Officials with the Baltimore County Licensed Beverage Association say they plan to appeal a decision awarding six liquor licenses at one transit-oriented development project, the Metro Centre at Owings Mills.
Jack Milani, chairman of the association’s legislative committee, said the decision Monday by the Baltimore County Board of Liquor License Commissioners violates a 2006 change to state law intended to cap liquor licenses at transit-oriented developments.
Milani said the law was intended to cap the total number of new licenses for the massive Owings Mills development at five. But attorneys for the developer, David S. Brown Enterprises Ltd., said a county zoning official last year determined that the cap applied separately to each of the developer’s two mixed-use projects at the site, for a maximum of 10.
“We have no problem with five,” said Milani, of the Beverage Association, which represents existing license holders. “We negotiated five but now it’s turned into 10.”
Add in three more licenses that could be transferred from the southeast area of the county, and “now we’re talking about as many as 13,” Milani said.
Six sought, granted
Liquor licenses in the county are created based on population in each election district. The beverage association fiercely tracks the creation or transfer of licenses, which have a financial value that varies from one area of the county to another.
In areas where the maximum number of licenses has been reached, such as Towson and Timonium, the sales price can start at $220,000. The cost of purchasing a license in the Middle River-Essex area, where there are more licenses than the present population would otherwise allow, can be as little as $56,000.
The liquor board had already awarded the Metro Centre project two liquor licenses. On Monday, the board considered the developer’s request for six more — three per mixed-use project, identified as DSB 1 and DSB 2.
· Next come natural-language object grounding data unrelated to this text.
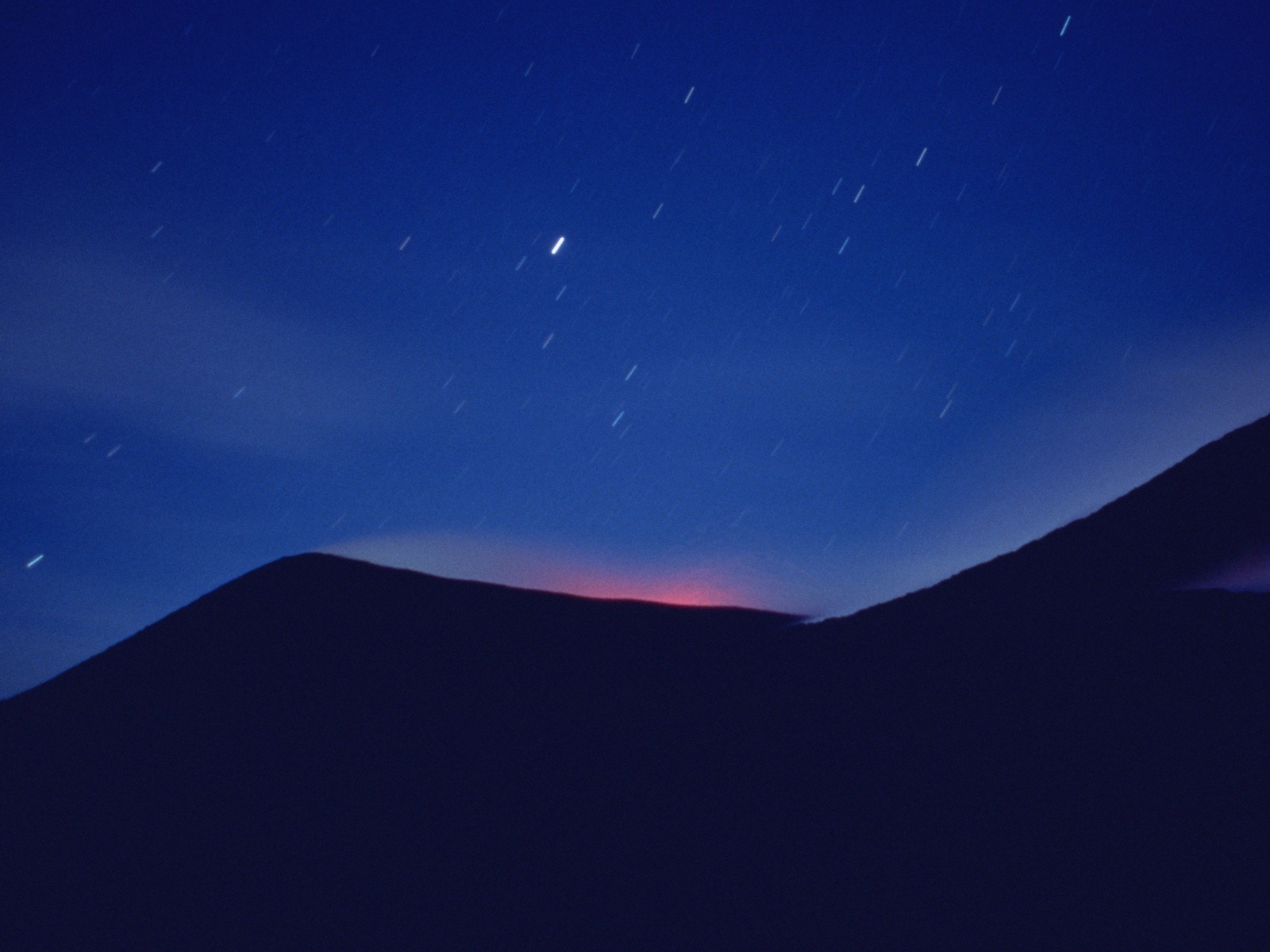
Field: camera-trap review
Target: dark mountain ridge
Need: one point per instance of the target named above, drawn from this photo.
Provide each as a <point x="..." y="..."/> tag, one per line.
<point x="1056" y="749"/>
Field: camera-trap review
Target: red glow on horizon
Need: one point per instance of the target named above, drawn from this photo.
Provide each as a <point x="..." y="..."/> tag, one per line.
<point x="692" y="589"/>
<point x="537" y="566"/>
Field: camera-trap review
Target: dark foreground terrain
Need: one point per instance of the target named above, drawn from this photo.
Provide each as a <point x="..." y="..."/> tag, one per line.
<point x="1060" y="749"/>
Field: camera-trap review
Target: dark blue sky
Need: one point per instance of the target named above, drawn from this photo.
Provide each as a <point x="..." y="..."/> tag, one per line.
<point x="851" y="295"/>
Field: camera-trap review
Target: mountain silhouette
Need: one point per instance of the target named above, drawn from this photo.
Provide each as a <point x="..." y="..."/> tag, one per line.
<point x="1062" y="748"/>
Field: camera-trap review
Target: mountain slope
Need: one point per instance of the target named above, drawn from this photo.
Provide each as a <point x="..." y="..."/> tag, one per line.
<point x="1051" y="750"/>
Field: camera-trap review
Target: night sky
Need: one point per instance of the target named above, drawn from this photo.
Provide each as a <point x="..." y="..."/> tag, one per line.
<point x="850" y="296"/>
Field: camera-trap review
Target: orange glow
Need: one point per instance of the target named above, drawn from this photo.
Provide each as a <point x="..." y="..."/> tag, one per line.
<point x="537" y="566"/>
<point x="692" y="590"/>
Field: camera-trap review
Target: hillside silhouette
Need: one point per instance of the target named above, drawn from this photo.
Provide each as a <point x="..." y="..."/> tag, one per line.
<point x="1062" y="748"/>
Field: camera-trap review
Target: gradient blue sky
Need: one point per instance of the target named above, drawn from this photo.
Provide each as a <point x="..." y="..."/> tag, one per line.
<point x="851" y="295"/>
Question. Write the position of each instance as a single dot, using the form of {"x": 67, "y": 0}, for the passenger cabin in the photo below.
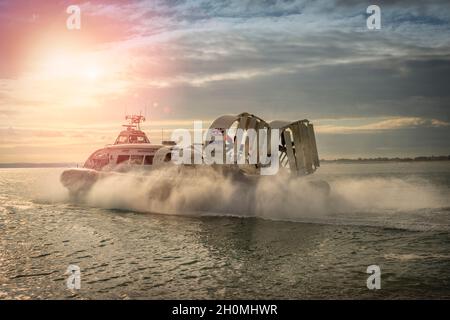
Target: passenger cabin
{"x": 131, "y": 150}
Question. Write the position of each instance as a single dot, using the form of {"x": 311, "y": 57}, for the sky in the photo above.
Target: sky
{"x": 370, "y": 93}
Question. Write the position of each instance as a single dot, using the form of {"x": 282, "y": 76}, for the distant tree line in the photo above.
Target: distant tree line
{"x": 397, "y": 159}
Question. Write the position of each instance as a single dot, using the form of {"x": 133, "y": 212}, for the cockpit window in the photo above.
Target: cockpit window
{"x": 136, "y": 159}
{"x": 122, "y": 158}
{"x": 148, "y": 160}
{"x": 122, "y": 139}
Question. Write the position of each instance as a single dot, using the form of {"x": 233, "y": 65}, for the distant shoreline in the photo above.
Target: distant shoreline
{"x": 37, "y": 165}
{"x": 383, "y": 159}
{"x": 341, "y": 160}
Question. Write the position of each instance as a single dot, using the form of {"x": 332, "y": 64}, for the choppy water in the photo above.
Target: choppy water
{"x": 278, "y": 240}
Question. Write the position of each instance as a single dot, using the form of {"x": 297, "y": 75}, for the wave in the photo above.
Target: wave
{"x": 377, "y": 201}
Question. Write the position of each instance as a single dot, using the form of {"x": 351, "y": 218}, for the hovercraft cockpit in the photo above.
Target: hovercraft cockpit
{"x": 133, "y": 133}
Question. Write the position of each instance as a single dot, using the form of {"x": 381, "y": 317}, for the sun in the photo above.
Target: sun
{"x": 92, "y": 73}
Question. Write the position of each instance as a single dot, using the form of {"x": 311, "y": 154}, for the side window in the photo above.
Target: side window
{"x": 148, "y": 160}
{"x": 136, "y": 159}
{"x": 122, "y": 158}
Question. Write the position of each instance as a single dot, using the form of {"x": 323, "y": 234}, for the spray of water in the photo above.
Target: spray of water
{"x": 205, "y": 191}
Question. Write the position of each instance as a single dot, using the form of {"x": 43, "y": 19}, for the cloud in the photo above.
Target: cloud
{"x": 381, "y": 125}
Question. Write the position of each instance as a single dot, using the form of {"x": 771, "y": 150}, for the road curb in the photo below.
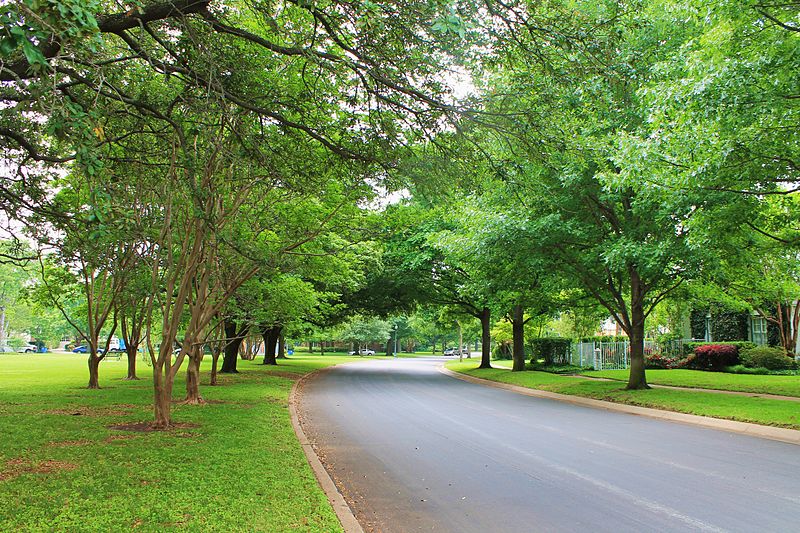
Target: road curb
{"x": 335, "y": 498}
{"x": 790, "y": 436}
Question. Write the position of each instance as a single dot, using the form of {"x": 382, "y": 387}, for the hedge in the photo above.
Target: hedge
{"x": 554, "y": 350}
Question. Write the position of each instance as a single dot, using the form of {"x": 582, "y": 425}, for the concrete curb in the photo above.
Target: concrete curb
{"x": 335, "y": 498}
{"x": 790, "y": 436}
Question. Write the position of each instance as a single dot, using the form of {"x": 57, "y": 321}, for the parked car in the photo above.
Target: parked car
{"x": 362, "y": 351}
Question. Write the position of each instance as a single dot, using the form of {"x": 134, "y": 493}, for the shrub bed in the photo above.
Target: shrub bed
{"x": 713, "y": 357}
{"x": 767, "y": 357}
{"x": 551, "y": 349}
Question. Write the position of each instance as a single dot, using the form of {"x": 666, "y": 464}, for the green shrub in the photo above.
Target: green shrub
{"x": 501, "y": 351}
{"x": 690, "y": 347}
{"x": 741, "y": 369}
{"x": 764, "y": 356}
{"x": 554, "y": 350}
{"x": 558, "y": 369}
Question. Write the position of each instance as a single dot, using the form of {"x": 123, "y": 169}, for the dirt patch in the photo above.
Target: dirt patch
{"x": 68, "y": 443}
{"x": 17, "y": 467}
{"x": 83, "y": 410}
{"x": 114, "y": 438}
{"x": 147, "y": 427}
{"x": 286, "y": 375}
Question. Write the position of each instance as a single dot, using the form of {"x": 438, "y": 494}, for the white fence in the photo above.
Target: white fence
{"x": 614, "y": 355}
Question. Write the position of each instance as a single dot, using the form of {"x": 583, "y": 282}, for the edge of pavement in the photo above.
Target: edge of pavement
{"x": 790, "y": 436}
{"x": 343, "y": 512}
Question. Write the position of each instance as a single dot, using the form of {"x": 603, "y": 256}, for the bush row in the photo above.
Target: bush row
{"x": 730, "y": 356}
Christopher D. Mudd, an attorney at Venable LLP representing the developer, said the request conformed with the county zoning law.
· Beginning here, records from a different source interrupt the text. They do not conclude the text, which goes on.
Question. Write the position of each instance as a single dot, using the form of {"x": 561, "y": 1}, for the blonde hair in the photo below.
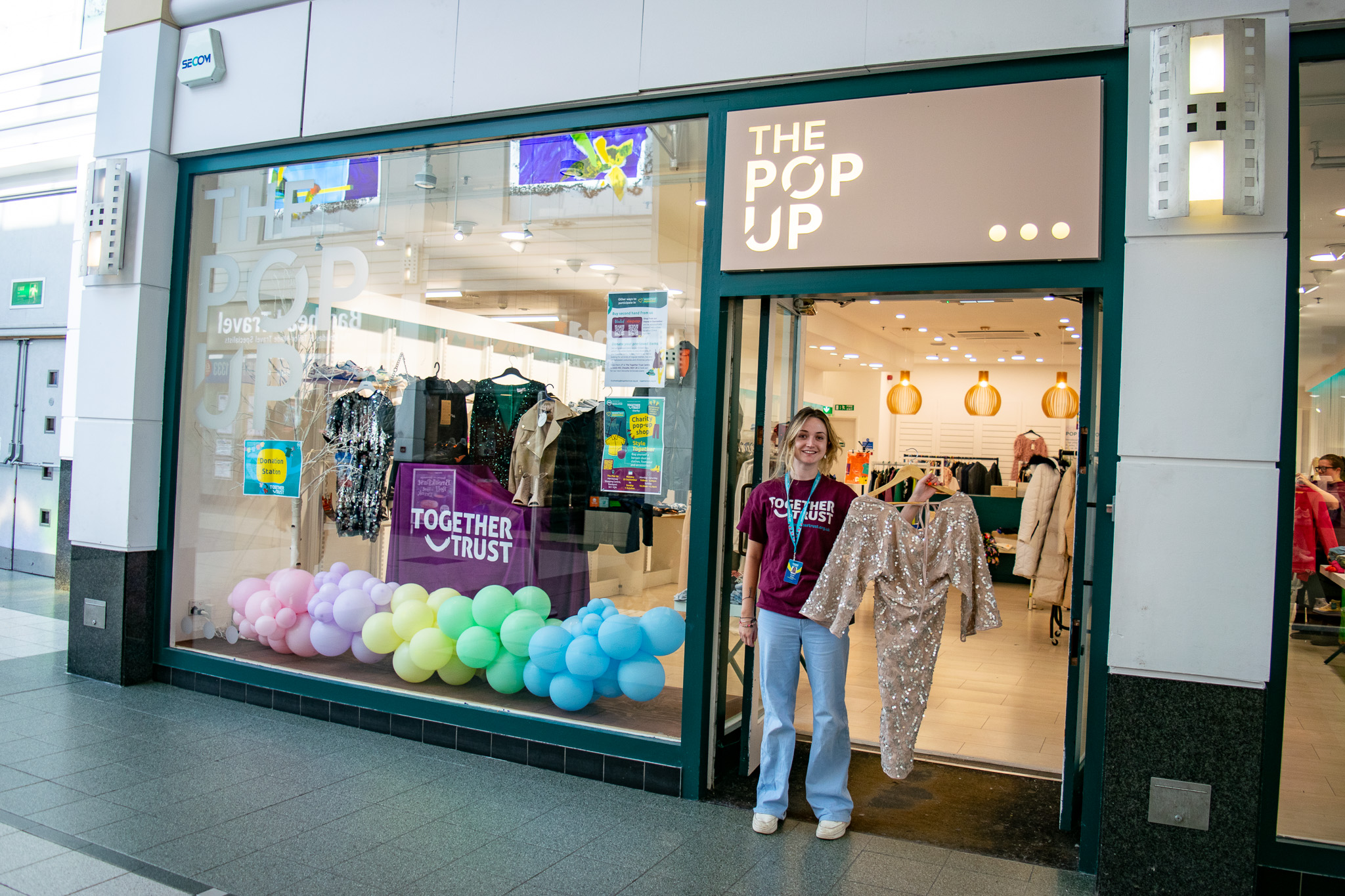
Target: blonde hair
{"x": 791, "y": 433}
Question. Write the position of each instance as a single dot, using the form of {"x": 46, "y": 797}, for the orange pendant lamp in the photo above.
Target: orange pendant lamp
{"x": 982, "y": 399}
{"x": 904, "y": 398}
{"x": 1060, "y": 400}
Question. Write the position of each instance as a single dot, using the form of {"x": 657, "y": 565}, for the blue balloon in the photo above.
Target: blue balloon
{"x": 640, "y": 677}
{"x": 584, "y": 658}
{"x": 621, "y": 637}
{"x": 663, "y": 631}
{"x": 546, "y": 648}
{"x": 571, "y": 694}
{"x": 537, "y": 680}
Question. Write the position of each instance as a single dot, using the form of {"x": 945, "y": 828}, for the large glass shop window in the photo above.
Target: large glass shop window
{"x": 436, "y": 421}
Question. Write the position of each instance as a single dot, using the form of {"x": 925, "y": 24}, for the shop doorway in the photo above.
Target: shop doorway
{"x": 899, "y": 375}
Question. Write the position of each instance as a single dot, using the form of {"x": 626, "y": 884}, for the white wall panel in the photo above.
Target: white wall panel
{"x": 124, "y": 363}
{"x": 1195, "y": 563}
{"x": 523, "y": 54}
{"x": 135, "y": 91}
{"x": 115, "y": 484}
{"x": 711, "y": 41}
{"x": 350, "y": 92}
{"x": 910, "y": 32}
{"x": 1275, "y": 219}
{"x": 1202, "y": 345}
{"x": 261, "y": 97}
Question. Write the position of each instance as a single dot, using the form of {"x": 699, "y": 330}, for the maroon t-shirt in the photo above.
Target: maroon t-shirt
{"x": 764, "y": 521}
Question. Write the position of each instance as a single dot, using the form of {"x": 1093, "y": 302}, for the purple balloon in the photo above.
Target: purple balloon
{"x": 328, "y": 640}
{"x": 351, "y": 609}
{"x": 353, "y": 580}
{"x": 362, "y": 653}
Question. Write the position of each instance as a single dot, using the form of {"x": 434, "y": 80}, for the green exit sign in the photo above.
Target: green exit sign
{"x": 26, "y": 293}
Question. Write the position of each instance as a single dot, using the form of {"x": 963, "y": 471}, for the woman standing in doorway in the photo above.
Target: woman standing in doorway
{"x": 791, "y": 523}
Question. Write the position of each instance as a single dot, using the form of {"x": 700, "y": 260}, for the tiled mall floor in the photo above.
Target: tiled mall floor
{"x": 209, "y": 793}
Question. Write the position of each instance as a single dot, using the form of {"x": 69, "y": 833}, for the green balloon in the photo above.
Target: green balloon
{"x": 491, "y": 605}
{"x": 518, "y": 630}
{"x": 506, "y": 673}
{"x": 533, "y": 598}
{"x": 478, "y": 647}
{"x": 455, "y": 616}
“The two mixed-use projects are within one transit-oriented development,” Mudd said “We have enough square footage. We are proposing five licenses within each mixed-use development and each mixed-used development is within one transit-oriented development.”
The project calls for 1.2 million square-feet of office space along with another 300,000 square-feet of retail space. There will also be 1,700 residential units and a 250-room hotel.
Baltimore County has built a new library branch at the facility and added satellite classrooms for the Community College of Baltimore County.
Mudd said the project is conceived as a “24-hour live, work, play community.”
David F. Mister, an attorney representing the Metro Centre project, told the board that Milani’s argument goes at most to the intent of the law — something the board was not obligated to consider in this instance because the law was unambiguous.
“The express language of the law does not prohibit this,” Mister said. “Everything could be drafted differently but we’re stuck with what’s there.”
In the end, the three-member board sided with the developer and awarded three beer, wine and liquor licenses to each of the two mixed-use developments.
Milani said having the board essentially decide the issue based on a zoning issue that did not have a public vetting could lead to an appeal.